Anti-TTIP-Demo in Kassel im Oktober 2015 (Foto BI Chattengau/MG)
Können wir echt so wenig tun?
Ein Meinungsbeitrag von Andreas Grede
Thilo Bode, einer der renommiertesten Umweltschützer Deutschlands, zog sich kürzlich als Geschäftsführer von Foodwatch International zurück. Bereits von 1989 bis 1995 war er Geschäftsführer der deutschen Sektion von Greenpeace, 2002 dann Gründer von Foodwatch Deutschland.
Als Soziologe und Volkswirt veröffentlichte er einige Bücher, deren Titel aneinandergereiht beinahe die ganze Problematik widerspiegeln, die uns die industrialisierte Landwirtschaft und vor allem die globalen Lebensmittelkonzerne beschert haben. Eine Auswahl: Abgespeist: Wie wir beim Essen betrogen werden und was wir dagegen tun können (2007), Die Essensfälscher: Was uns die Lebensmittelkonzerne auf die Teller lügen (2010), Die Freihandelslüge: Warum TTIP nur den Konzernen nützt – und uns allen schadet (2015), Die Diktatur der Konzerne: Wie globale Unternehmen uns schaden und die Demokratie zerstören (2018).

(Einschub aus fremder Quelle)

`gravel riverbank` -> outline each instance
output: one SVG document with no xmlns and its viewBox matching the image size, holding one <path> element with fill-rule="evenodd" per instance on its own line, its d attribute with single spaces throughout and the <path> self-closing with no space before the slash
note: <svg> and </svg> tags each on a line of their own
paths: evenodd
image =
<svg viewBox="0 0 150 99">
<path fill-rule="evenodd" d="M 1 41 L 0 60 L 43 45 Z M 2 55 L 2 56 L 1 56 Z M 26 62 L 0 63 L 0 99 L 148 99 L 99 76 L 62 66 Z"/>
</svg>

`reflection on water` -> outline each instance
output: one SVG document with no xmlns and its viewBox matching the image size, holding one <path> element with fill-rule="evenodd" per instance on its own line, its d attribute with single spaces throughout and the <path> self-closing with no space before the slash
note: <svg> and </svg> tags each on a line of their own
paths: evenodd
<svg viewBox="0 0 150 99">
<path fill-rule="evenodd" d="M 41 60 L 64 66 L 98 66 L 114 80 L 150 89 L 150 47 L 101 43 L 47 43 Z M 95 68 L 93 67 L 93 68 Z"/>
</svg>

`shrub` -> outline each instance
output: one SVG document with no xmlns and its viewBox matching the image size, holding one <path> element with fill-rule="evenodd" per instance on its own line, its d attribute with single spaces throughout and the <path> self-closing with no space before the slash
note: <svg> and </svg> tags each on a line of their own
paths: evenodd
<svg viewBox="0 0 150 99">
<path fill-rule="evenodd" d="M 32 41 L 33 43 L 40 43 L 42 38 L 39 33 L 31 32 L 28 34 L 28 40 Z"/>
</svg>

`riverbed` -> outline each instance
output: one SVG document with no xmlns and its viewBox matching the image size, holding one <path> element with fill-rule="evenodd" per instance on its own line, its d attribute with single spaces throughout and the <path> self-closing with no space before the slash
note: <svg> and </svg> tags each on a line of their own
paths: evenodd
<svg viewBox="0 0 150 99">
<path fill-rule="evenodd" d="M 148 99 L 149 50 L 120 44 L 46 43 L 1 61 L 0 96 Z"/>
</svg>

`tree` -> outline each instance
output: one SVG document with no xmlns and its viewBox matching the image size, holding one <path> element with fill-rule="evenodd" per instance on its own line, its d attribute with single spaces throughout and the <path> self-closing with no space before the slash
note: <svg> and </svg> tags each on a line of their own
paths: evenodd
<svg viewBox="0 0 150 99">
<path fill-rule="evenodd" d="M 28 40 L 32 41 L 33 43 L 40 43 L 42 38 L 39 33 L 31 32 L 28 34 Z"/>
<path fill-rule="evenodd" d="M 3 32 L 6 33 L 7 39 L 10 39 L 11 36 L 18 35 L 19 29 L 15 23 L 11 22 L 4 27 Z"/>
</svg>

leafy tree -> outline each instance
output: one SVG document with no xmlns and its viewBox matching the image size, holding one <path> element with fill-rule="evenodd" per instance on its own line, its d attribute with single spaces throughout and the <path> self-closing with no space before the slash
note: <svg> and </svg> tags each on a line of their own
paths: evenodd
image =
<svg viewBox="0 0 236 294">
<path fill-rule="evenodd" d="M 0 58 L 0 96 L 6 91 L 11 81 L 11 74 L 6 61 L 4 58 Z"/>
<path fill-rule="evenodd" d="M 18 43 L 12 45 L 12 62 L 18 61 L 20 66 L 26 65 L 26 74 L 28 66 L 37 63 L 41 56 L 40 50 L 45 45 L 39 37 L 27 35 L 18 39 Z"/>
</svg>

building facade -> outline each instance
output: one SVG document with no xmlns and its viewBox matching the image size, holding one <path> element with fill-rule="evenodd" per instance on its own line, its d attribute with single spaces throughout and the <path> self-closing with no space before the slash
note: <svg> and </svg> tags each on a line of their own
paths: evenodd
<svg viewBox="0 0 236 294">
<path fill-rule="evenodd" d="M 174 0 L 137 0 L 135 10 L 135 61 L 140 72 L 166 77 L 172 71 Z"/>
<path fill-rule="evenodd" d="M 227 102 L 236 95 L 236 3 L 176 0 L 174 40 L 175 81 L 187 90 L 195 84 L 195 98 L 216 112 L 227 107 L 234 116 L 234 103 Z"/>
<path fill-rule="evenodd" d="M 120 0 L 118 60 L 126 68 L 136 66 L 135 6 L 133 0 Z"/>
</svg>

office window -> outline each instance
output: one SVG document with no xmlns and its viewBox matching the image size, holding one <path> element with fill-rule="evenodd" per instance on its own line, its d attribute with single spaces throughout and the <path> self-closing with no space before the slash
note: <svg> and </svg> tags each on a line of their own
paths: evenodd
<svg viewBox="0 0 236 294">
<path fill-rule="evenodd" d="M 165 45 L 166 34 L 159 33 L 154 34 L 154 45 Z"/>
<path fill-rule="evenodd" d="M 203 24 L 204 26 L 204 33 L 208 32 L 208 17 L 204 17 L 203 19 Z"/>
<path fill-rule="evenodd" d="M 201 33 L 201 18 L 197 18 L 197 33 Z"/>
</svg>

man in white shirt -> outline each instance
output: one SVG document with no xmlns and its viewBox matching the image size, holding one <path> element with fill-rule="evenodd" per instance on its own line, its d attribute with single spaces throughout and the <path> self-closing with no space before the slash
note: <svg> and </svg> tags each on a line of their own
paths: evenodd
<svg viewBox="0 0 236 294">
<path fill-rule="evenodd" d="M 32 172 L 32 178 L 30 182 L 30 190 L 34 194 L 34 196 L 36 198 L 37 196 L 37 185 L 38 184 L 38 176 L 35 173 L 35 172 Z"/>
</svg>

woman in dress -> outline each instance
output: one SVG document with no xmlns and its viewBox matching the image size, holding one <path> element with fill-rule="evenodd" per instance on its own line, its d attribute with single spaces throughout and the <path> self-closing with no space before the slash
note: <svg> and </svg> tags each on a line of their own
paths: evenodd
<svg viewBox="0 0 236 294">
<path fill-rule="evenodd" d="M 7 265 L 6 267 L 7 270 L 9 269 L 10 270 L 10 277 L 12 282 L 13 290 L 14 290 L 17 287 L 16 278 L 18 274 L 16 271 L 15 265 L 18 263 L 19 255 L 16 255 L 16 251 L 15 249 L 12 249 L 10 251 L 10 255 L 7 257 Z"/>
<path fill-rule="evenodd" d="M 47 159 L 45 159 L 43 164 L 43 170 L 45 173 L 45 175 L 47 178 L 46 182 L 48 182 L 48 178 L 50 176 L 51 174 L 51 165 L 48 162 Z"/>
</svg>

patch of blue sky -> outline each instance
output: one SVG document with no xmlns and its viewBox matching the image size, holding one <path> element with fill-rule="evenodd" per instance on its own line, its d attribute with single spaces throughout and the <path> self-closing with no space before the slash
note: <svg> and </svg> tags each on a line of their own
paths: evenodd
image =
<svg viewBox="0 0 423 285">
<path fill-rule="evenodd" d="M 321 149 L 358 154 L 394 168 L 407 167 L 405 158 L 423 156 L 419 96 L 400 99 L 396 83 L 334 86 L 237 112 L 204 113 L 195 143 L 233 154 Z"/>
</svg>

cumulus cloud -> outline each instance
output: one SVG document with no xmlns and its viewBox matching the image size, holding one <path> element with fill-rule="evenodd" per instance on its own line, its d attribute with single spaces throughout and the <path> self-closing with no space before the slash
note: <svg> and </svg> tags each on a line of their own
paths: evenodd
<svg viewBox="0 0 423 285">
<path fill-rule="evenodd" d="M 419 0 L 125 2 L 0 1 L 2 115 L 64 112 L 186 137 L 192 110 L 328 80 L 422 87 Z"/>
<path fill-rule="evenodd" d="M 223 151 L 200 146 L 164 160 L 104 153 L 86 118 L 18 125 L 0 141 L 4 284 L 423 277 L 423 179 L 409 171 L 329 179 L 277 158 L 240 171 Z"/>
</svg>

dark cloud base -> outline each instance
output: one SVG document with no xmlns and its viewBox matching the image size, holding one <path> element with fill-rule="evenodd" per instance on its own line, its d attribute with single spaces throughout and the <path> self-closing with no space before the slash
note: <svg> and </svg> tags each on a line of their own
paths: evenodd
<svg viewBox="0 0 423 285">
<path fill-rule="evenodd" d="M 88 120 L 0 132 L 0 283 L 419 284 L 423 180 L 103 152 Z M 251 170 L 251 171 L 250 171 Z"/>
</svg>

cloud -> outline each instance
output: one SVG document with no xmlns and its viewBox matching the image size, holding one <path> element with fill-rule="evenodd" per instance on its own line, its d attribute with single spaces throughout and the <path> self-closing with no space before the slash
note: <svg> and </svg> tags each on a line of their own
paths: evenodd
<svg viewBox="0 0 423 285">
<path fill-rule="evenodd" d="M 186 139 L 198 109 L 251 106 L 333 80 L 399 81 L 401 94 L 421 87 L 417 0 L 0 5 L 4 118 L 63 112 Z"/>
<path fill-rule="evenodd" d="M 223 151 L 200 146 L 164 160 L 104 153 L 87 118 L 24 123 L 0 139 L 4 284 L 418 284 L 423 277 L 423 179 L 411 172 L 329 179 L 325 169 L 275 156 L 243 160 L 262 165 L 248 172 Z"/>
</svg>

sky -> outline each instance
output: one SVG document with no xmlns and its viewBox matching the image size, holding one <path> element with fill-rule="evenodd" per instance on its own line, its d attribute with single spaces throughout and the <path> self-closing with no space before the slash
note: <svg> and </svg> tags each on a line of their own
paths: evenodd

In einem bemerkenswerten Interview für den Spiegel* zieht er die ernüchternde Bilanz „Der Verbraucher hat keine Macht“. Dies begründet er – leider – schlüssig mit dem Versagen der Politik respektive derem Kotau vor der „knallharten Lobby der Lebensmittelindustrie“. Sechzehn Jahre ist das BMEL (Bundesministerium für Ernährung und Landwirtschaft) in CDU/CSU Hand gewesen, zunächst geleitet von Horst Seehofer, dann fünf Jahre lang von Ilse Aigner geführt. Aigner nutzte damals schon den polemischen Spruch, mit der NGOs gerne diffamiert werden. Foodwatch betreibe nur Panikmache, um möglichst viele Spendengelder einzustreichen.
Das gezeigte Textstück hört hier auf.